Loss of Phospholipid Membrane Integrity Induced by Two-Dimensional Nanomaterials

September 20, 2017

While engineered nanomaterials have known toxic effects, the precise mechanisms of toxicity are not fully understood.  In this publication, Ines Zucker, from the Elimelech lab, and her team of collaborators have taken further steps toward understanding how engineered nanomaterials interact with biological materials. This work on vesicle breakage by nanosheets has just been published in Environmental Science & Technology Letters.

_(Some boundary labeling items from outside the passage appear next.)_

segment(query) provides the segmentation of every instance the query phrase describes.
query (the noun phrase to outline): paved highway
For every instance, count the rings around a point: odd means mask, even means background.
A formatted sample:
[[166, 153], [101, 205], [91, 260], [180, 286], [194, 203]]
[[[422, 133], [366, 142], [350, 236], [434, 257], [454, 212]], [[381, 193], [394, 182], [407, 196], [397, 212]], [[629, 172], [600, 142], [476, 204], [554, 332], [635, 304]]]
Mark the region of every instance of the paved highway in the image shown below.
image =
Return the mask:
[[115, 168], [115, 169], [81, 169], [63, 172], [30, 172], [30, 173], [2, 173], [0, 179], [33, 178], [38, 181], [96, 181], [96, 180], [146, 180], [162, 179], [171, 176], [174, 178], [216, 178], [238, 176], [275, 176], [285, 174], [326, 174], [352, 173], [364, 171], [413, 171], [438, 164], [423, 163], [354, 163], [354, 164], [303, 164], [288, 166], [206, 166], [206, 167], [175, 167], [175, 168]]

Loss of Phospholipid Membrane Integrity Induced by Two-Dimensional Nanomaterials

I Zucker, JR Werber, ZS Fishman, SM Hashmi, UR Gabinet, X Lu, CO Osuji, LD Pfefferle, M Elimelech

DOI: 10.1021/acs.estlett.7b00358

Abstract:

The interaction of two-dimensional (2D) nanomaterials with biological membranes has important implications for ecotoxicity and human health.  In this study, we use a dye-leakage assay to quantitatively assess the disruption of a model phospholipid bilayer membrane (i.e., lipid vesicles) by five emerging 2D nanomaterials: graphene oxide (GO), reduced graphene oxide (rGO), molybdenum disulfide (MoS2), copper oxide (CuO), and iron oxide (α-Fe2O3).  Leakage of dye from the vesicle inner solution, which indicates loss of membrane integrity, was observed for GO, rGO, and MoS2 nanosheets but not for CuO and α-Fe2O3, implying that 2D morphology by itself is not sufficient to cause loss of membrane integrity.  Mixing GO and rGO with lipid vesicles induced aggregation, whereas enhanced stability (dispersion) was observed with MoS2 nanosheets, suggesting different aggregation mechanisms for the 2D nanomaterials upon interaction with lipid bilayers.  No loss of membrane integrity was observed under strong oxidative conditions, indicating that nanosheet-driven membrane disruption stemmed from a physical mechanism rather than chemical oxidation.  For GO, the most disruptive nanomaterial, we show that the extent of membrane integrity loss was dependent on total surface area, not edge length, which is consistent with a lipid-extraction mechanism and inconsistent with a piercing mechanism.